San Francisco Spent A Decade Being Rich, Important, And Hating Itself.

When he became the mayor of San Francisco in January 2011, Ed Lee presented himself as a compromise figure, one who could build consensus among the ever-warring factions of the city’s Democratic party. “I present myself to you as a mayor for everyone,” he said at the time. “A mayor for neighborhoods, a mayor for downtown, for business, for labor, for the powerless and the powerful, for the left, the right, and everyone in between — for everyone.”

In 2010, during the trough of the Great Recession, the regional unemployment rate reached 10.5%. So the next year Lee and the Board of Supervisors (San Francisco’s name for its city council) passed what became known as the Twitter tax break, an exemption on payroll taxes for new employees for six years. At the time it was estimated the legislation would save the company $22 million, in exchange for which it abandoned a threat to leave town for the valley, and moved to the offices it still occupies today, a stately building on the corner of Market and 10th streets.

For a moment, the Twitter tax break seemed as if it would make good on Lee’s promise to bring the city together.

The deal united members of the moderate wing of San Francisco’s Democratic Party with the progressives. It lured not just Twitter but several other tech companies, including customer service software maker Zendesk, to locate in a seedy part of San Francisco, better known for drug dealers than disruptors.
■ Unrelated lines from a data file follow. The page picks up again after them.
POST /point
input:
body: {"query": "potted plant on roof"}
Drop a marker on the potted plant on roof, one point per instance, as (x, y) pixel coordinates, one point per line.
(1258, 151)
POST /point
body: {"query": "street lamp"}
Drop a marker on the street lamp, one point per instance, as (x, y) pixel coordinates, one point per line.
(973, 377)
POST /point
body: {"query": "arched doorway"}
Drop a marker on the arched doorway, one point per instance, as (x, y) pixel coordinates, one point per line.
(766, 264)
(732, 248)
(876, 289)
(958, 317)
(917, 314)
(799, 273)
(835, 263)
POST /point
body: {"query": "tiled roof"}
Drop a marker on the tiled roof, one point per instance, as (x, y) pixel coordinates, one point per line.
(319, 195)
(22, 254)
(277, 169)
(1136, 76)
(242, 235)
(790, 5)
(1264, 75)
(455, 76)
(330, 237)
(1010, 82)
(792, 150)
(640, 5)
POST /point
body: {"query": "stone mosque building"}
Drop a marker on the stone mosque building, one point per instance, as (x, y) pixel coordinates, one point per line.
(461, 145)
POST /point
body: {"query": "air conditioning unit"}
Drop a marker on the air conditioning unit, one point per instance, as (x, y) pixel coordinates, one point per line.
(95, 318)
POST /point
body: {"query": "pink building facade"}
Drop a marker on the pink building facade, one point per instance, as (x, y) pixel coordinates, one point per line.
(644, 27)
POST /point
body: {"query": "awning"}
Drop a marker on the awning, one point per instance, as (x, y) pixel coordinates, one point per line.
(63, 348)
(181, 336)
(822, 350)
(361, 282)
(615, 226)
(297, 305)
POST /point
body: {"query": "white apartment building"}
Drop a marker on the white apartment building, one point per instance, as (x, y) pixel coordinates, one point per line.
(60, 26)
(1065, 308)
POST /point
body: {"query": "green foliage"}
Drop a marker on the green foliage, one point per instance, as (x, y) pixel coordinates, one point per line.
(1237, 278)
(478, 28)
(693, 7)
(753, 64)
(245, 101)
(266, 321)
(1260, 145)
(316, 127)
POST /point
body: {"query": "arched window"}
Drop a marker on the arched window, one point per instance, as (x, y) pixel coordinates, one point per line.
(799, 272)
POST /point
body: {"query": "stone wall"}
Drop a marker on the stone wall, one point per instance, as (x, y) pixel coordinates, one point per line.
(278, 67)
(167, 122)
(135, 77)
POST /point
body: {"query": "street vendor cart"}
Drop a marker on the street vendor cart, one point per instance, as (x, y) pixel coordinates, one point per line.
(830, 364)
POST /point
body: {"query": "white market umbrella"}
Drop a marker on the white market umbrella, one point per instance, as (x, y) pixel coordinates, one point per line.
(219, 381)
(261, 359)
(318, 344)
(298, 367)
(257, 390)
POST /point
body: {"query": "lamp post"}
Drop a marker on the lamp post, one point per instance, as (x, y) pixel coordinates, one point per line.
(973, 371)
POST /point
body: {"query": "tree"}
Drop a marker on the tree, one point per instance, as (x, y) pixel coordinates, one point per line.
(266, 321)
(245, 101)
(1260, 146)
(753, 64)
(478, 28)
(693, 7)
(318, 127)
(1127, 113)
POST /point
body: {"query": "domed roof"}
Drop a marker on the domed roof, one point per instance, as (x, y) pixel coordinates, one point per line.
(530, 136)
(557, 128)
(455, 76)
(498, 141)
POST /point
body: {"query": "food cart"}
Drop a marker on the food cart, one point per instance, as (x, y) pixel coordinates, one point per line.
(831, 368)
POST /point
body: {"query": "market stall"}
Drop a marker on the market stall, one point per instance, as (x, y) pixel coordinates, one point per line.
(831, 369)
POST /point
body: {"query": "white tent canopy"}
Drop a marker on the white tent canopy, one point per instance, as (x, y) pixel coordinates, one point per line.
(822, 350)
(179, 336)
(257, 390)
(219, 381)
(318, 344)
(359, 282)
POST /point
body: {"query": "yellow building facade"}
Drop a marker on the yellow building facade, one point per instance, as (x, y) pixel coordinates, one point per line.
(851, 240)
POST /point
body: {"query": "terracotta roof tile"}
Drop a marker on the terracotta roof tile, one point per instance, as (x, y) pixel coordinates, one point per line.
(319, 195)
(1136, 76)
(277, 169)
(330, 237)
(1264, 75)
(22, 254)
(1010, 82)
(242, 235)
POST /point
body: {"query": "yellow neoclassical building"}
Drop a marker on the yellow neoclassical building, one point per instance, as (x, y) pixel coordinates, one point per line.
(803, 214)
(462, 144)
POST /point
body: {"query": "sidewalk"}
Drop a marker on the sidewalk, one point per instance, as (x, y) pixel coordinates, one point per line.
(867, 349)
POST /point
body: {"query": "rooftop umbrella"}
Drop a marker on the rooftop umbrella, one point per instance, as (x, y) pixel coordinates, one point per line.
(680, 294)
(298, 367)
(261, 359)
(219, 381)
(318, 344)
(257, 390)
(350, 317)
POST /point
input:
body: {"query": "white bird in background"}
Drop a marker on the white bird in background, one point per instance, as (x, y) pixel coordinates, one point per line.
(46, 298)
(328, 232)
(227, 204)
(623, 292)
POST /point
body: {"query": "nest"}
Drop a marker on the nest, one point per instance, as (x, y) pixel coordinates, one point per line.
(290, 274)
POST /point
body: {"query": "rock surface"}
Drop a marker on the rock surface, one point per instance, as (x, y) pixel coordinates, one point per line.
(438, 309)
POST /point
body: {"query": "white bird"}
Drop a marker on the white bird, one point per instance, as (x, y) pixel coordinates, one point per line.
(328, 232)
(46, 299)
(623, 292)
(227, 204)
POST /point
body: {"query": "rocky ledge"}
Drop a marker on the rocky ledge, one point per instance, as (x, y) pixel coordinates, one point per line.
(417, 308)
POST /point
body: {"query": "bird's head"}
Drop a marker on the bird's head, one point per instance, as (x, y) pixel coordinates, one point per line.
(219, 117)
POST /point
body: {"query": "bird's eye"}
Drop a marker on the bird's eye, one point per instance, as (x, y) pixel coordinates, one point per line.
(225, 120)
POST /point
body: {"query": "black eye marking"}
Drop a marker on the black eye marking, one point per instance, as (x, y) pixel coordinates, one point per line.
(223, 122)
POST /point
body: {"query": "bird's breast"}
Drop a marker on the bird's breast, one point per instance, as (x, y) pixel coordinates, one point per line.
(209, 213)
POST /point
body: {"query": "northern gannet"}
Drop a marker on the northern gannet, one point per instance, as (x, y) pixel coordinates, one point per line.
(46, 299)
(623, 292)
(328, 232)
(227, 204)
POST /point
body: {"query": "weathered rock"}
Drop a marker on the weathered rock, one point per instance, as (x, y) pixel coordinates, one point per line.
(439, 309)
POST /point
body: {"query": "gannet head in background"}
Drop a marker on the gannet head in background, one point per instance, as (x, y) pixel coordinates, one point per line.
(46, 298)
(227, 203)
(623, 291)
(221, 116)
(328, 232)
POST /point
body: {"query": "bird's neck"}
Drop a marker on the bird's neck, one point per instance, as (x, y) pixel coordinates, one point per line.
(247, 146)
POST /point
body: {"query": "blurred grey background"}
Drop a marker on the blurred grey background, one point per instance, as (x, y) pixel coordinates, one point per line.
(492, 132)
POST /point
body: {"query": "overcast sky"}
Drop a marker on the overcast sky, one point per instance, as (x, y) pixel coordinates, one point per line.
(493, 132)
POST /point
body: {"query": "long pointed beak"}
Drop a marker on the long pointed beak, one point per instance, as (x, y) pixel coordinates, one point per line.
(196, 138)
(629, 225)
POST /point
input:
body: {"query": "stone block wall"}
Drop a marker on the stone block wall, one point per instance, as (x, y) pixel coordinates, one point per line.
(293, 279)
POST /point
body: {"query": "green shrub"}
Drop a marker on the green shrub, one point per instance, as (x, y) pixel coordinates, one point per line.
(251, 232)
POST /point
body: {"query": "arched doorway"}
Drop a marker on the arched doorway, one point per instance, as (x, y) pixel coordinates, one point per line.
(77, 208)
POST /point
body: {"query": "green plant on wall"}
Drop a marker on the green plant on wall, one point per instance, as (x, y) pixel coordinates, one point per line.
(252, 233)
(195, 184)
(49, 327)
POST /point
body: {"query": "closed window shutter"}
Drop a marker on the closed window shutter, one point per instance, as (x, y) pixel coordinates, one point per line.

When he unexpectedly ran for reelection in 2011, Lee’s allies cut a deeply goofy, but not unfunny campaign video featuring Facebook’s Sean Parker, Twitter’s Biz Stone, and Yahoo’s Marissa Mayer, Giants pitcher Brian Wilson, and rapper MC Hammer.

Lee won in a rout, but the era of good feelings was short-lived.

In October 2012, San Francisco magazine ran a story by Salon founder David Talbot that posed the question that would dominate the rest of the decade. The title of the story said it all: “How Much Tech Can One City Take?

Talbot’s answer: as little as possible.

“The unique urban features that have made San Francisco so appealing to a new generation of digital workers — its artistic ferment, its social diversity, its trailblazing progressive consciousness — are deteriorating, driven out of the city by the tech boom itself, and the rising real estate prices that go with it,” he wrote, adding, “And it’s not just about housing. Many San Franciscans don’t feel as if they’re benefiting from the boom in any way. While 23-year-olds are becoming instant millionaires and the rest of the digital technocracy seek out gourmet restaurants and artisanal bars, a good portion of the city watches from the sidelines, feeling left out and irrelevant.”

The progressive narrative hardened from there: Lee, desperate to attract businesses, had sold out the city to high-tech, throwing open the gates to every “Stanford asshole” (as Talbot would later put it) with a pulse and a business plan. Enter stock options, exit the soul of the city.

It was only a little more than a year later, in December 2013, that the next front in the local war against tech would open — this one covered in vomit.